The trade is also keeping a wary eye for any bit of news on
whether Thailand will make a decision to sell all or part of its
110,000-ton buffer stock soon, they said.
"People are still watching the currency markets," a dealer for
a rubber trading house in Singapore said. "That's still the focus
of the business."
A trader from the Thai rubber center of Hat Yai said the
gyrations of the baht last week had driven "some buyers and
sellers out of the market, guessing where the price should be."
There was good demand for March/April rubber, said an official
at a Japanese trading firm in Thailand, the world's biggest
producer of natural rubber.
"We could have bought more if it was not because of the
renewed baht volatility. Some buyers expected the prices to ease
further," he said.
People were also waiting for a decision by Bangkok on what to
do with its rubber stockpile. Traders said a sale would hammer
prices further.
"Everybody's in the dark on what Thailand's going to do," a
Japanese trader said, adding Thai industry officials at an
industry dinner in Malaysia on Friday "were themselves unsure
what the Thai government will do on the matter".

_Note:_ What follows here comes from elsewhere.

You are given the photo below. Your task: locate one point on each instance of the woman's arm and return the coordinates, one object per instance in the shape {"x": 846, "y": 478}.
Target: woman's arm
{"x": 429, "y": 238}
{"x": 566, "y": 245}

Indonesian and Singapore-based traders expect demand and
prices to remain weak while the Malaysian rubber trade is more
optimistic prices will be steady to firm.
"We expect prices to fall further this week. The aggressive
selling of good quality STR in Thailand has dampened the market
sentiment here," said one trader in Indonesia.
"Some of these guys have already bought forward so I don't
think the buying will pick up this week," a dealer in Singapore
added. "I don't expect stronger demand."
Indonesian traders were distressed when they heard that rubber
was being sold at 39.25 U.S. cents/lb for January, but admitted
weak buying was the main factor for the soft prices.
Malaysian traders said, however, that tight supplies towards
the year-end may prompt fresh inquiries in the market and help
shore up prices.
"Some consumers need to meet their yearly-buying program and
we hope to see European business before the year-end holidays,"
one dealer said.
"They (buyers) will be looking to cover until December for
sheet and SMR grades, and start making fresh commitments for next
year's early positions," he added.
In Indonesia, offer prices for December shipment were quoted
at 39.50 cents FOB Medan, 39.25 cents FOB Padang and 39.00 cents
FOB Pontianak and Jambi.
The Malaysian benchmark RSS1 buyer was up 3.50 Malaysian cents
at 293.00 cents a kg at the close of trade last Friday.